As Presant recalls: “Stan called me when they first started doing the composites because he was shocked at how seamlessly they dropped in together. When color is lined up, our brains recognize the continuity and then write off most other discontinuities. As a result, the deep control of color is a very powerful tool in imaging.”

Such results were also on display in a fight sequence in Episode 105 in which the actors morph into fantastical superheroes. It was one of the most challenging scenes of the season, involving two units on two continents working in two passes because of actor availability. The sequence began in New Zealand to make sure eyeline marks were the correct height for specific actors. That metadata was transferred to the L.A. team covering green screen.

“We had a very high-quality stunt previs to get a complete rendering of the action,” Vendler explains, “which was matched back with real people. Jaron and Joe were watching the takes as we built them.” “All of the lighting was driven by XY with very specific notes on lights, direction and ratios,” Presant adds. “Everything was matched multiple times in New Zealand and notes sent to the L.A. unit. Camera angles were matched with camera moves being solely on one side of the equation – so the move would be in L.A. or New Zealand and the other side would be static with the elements composited into it. Because the lighting was a direct match, everything linked up seamlessly.”

As Vendler adds: “When you’re thoughtful and treat VFX like any other part of your creative process, you maximize the returns and make something as special as every performance and every emotional moment we love about cinema.”
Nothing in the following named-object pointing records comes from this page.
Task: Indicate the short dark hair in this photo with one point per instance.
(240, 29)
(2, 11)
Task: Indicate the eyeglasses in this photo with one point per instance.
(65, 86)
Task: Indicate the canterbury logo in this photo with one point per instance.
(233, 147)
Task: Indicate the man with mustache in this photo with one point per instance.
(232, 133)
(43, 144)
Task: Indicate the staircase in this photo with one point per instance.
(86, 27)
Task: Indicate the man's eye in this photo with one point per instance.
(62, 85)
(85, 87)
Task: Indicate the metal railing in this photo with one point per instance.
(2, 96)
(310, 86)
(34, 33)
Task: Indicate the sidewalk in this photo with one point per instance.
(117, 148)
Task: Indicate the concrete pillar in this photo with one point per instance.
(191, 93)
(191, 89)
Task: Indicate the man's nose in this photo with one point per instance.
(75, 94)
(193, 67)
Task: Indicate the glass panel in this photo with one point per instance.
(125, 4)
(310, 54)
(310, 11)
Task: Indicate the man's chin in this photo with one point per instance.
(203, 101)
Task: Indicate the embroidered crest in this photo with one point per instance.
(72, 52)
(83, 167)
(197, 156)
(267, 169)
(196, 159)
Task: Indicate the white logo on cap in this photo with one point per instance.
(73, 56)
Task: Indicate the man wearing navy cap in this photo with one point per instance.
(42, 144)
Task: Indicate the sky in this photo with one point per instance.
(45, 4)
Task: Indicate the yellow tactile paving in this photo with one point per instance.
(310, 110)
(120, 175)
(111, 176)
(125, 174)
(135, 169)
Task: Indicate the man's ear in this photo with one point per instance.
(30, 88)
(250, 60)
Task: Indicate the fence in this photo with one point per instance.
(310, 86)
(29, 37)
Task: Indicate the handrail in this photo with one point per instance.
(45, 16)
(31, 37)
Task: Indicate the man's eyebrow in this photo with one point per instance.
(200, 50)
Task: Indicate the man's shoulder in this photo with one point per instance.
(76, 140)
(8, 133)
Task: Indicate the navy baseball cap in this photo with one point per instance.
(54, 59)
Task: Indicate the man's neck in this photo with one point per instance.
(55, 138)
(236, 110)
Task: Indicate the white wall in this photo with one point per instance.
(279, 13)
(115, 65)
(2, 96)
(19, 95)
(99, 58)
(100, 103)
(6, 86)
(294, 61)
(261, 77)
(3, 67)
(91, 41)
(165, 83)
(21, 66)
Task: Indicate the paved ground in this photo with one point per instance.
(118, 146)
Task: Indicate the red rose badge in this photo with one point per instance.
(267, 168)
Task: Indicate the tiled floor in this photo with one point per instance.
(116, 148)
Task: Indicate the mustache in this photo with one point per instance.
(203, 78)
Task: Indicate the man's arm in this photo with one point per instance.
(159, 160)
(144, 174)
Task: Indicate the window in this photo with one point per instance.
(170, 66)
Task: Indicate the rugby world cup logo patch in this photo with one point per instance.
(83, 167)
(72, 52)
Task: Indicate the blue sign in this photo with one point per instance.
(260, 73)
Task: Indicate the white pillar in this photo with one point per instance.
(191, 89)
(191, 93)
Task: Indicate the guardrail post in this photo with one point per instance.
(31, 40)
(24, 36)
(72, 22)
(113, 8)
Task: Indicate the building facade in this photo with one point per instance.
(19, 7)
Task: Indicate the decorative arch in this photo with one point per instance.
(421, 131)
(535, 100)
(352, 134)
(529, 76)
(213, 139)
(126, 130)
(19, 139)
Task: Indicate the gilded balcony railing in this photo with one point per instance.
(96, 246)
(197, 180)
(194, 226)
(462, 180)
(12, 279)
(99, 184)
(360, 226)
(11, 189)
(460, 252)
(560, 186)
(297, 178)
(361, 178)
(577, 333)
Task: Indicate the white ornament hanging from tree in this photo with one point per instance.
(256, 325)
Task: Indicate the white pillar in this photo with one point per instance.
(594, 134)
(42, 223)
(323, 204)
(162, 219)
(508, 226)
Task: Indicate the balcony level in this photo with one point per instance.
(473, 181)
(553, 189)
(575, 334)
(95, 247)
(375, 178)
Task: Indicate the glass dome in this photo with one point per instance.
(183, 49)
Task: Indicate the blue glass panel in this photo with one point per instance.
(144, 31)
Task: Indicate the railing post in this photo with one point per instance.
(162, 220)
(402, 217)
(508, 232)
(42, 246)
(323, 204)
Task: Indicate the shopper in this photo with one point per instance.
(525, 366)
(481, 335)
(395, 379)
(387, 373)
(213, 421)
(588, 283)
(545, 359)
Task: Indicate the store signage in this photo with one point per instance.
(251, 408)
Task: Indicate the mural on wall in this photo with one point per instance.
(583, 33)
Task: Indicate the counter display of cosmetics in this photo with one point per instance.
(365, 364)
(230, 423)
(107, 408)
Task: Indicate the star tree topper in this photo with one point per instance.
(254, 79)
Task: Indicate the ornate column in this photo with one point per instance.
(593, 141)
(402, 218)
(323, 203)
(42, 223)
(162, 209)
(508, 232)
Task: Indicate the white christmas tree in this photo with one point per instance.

Color workflow on the series started with a timeline provided by Park Road Post. Media was relinked at Fotokem and Beckner would do the first pass of color before collaborating with Presant in real-time in SDR using ClearView Flex. The pipeline was then switched to HDR for another pass, and then uploaded to Moxion for another review by Presant. Beckner addressed notes, then packaged and sent the timeline to Park Road, where Editor Rob Gordon applied finishing touches. Finally, it was sent to Colorist Damian McDonnell for final review and adjustments with Gordon- Levitt.

Apple TV+, which has allowed filmmakers to soar with similar results in shows like Dickinson [ICG Magazine January 2020], Little America [ICG Magazine September 2020], and For All Mankind [ICG Magazine October 2019], helped Mr. Corman embody the promise of creative investment in people and gear to set a new standard for innovation and collaboration. The show that emerges from this blend of human intuition and technological innovation is both otherworldly and familiar – out there in a way that feels good.

“We pursued a process on Mr. Corman much more akin to prototyping in product design,” Presant concludes. “Our way-finding in a collaborative environment created a world where everyone became creatively invested. There wasn’t a feeling of executing a show – more like a group of creative people exploring their limits and finding a show together. It was a massively rewarding process, not only for myself but for everyone on the crew.”

Gordon-Levitt (L) says he and Presant (R) worked closely on developing the grammar for the camera work. “I was interested in the kind of intimacy that can come from having fewer cuts,” Gordon-Levitt shares. “Let’s figure out what we can do with the camera to make the audience feel like they’re sitting in the room with us.”